収まるところ
「やっと収まるところに収まったね。いやー、長かった!」
数日後。
晴れやかな声が、居間に響いた。
その中心で、メルセデスは――テオドールの膝の上に座っている。
逃げるでもなく、抵抗するでもなく。
あまりにも当然のように。
「うるさい」
即座に返された低い声は、冷淡ですらあった。
だが、その腕はしっかりと彼女の腰を抱いている。
「いやだってさあ。

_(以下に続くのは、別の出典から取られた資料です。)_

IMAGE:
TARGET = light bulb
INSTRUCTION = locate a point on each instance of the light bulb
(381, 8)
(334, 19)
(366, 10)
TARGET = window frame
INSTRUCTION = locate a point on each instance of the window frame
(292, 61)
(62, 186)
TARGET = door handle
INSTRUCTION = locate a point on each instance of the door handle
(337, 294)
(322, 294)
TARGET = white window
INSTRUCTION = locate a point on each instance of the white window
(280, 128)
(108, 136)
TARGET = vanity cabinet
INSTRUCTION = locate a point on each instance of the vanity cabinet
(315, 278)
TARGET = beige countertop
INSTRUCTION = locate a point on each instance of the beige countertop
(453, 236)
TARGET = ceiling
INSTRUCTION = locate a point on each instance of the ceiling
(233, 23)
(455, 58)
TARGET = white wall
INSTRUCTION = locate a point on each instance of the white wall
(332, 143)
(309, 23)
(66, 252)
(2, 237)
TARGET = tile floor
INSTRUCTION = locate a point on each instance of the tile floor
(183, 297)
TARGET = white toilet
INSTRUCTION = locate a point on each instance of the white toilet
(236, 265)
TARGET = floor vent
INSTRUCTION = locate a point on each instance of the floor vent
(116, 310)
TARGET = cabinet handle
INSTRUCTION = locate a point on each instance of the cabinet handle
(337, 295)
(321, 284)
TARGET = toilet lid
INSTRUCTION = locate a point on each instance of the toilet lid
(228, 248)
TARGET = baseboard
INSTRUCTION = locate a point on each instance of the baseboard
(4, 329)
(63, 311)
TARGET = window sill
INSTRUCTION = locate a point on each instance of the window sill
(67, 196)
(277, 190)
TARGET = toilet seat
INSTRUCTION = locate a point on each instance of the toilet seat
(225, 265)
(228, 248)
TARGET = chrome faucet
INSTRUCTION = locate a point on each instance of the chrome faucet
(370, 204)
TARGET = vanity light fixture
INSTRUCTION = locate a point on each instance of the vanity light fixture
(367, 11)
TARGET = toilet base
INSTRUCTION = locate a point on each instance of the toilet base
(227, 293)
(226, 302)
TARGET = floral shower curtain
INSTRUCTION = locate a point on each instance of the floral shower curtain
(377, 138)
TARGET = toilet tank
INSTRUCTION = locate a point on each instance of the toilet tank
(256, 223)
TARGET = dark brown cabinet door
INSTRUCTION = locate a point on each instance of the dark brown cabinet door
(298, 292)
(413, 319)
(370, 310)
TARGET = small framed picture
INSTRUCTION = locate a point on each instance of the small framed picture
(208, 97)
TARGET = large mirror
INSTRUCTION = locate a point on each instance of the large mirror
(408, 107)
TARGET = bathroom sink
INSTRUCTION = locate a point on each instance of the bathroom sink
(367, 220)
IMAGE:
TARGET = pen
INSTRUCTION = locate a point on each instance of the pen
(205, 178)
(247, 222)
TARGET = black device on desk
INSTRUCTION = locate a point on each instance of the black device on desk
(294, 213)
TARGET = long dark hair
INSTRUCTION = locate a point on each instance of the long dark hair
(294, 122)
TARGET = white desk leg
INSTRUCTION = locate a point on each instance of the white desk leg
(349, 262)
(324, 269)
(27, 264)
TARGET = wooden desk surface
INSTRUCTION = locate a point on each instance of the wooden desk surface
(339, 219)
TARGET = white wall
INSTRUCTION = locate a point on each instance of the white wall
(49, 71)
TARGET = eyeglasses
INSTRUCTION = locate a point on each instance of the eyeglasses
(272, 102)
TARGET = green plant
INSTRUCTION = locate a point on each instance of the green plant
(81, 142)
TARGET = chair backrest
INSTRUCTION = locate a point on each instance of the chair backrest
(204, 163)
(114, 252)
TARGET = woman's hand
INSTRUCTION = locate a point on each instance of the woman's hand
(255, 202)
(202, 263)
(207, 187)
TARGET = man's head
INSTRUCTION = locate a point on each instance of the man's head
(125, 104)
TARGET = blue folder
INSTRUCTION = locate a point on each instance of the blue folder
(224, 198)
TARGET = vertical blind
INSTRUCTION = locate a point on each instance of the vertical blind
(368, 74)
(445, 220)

あれだけ分かりやすい相性で、両想いで、誤解を拗らせて――」
「余計なことを言うな」
「はいはい」
アマデウスは肩をすくめ、楽しそうに笑った。
あの日以来。
正確には、“告白”と“理解”が成立して以来。
テオドールから、ためらいというものが、ほぼ消えた。
人前だろうと、室内だろうと関係ない。
気づけば、常にメルセデスを腕の中に収めている。
椅子に座れば膝の上。
立てば腰に手。
歩けば、指先が絡め取られる。
(……あの、テオドール様……)
心の中で呼びかけるが、口には出せない。
なぜなら――
「落ち着いているか?」
低く囁かれて、否定できないからだ。
「……はい」
そう答えると、腕の力がほんの少し強くなる。
「だろう」
満足げな声音。
メルセデスは、今でも不思議に思う。
あれほど距離を測っていた人が、どうしてここまで変わるのか。
けれど、アマデウスは答えを知っている顔で言った。
「我慢が必要だった時期が、終わっただけだよ」
「……どういう意味だ」
「テオはね、必要以上に“理性”が強い性格なんだ。守るために、抑えるために、自分を縛る」
ひらひらと手を振る。
「でもさ。『愛していい』って確定したら、そりゃこうなる」
テオドールが、わずかに眉を寄せた。
「私は、節度を保っている」
「膝の上は?」
「合理的だ」
「どこが」
メルセデスは、そっと視線を落とした。
確かに、身体は楽だ。
魔力の流れも安定している。
心拍も、呼吸も。
――それ以上に。
ここにいると、安心してしまう。
テオドールの胸に背を預け、彼女は小さく息を吐いた。
「……あの」
「何だ」
即座に返答がある。
「その……ずっと、こうしているのは……」
言葉を探す間にも、腕が緩む気配はない。
「嫌か」
「……嫌、では……」
正直な答えだった。
テオドールは、ほんのわずか、口元を緩める。
「では、このままで」
結論が早い。
アマデウスは、その様子を眺めながら、満足そうに頷いた。
「うん。循環も感情も安定。理想的だね」
「診断が終わったなら、帰れ」
「冷たいなあ。仲人役だよ?」
「余計なお世話だ」
そのやり取りを聞きながら、メルセデスは思う。
――これは、契約ではない。
――義務でも、治療でもない。
ただ、選ばれて。
抱き留められて。
離されないだけ。
テオドールの腕の中で、彼女は初めて、
未来を怖がらずに想像できた。
それが、何よりの変化だった。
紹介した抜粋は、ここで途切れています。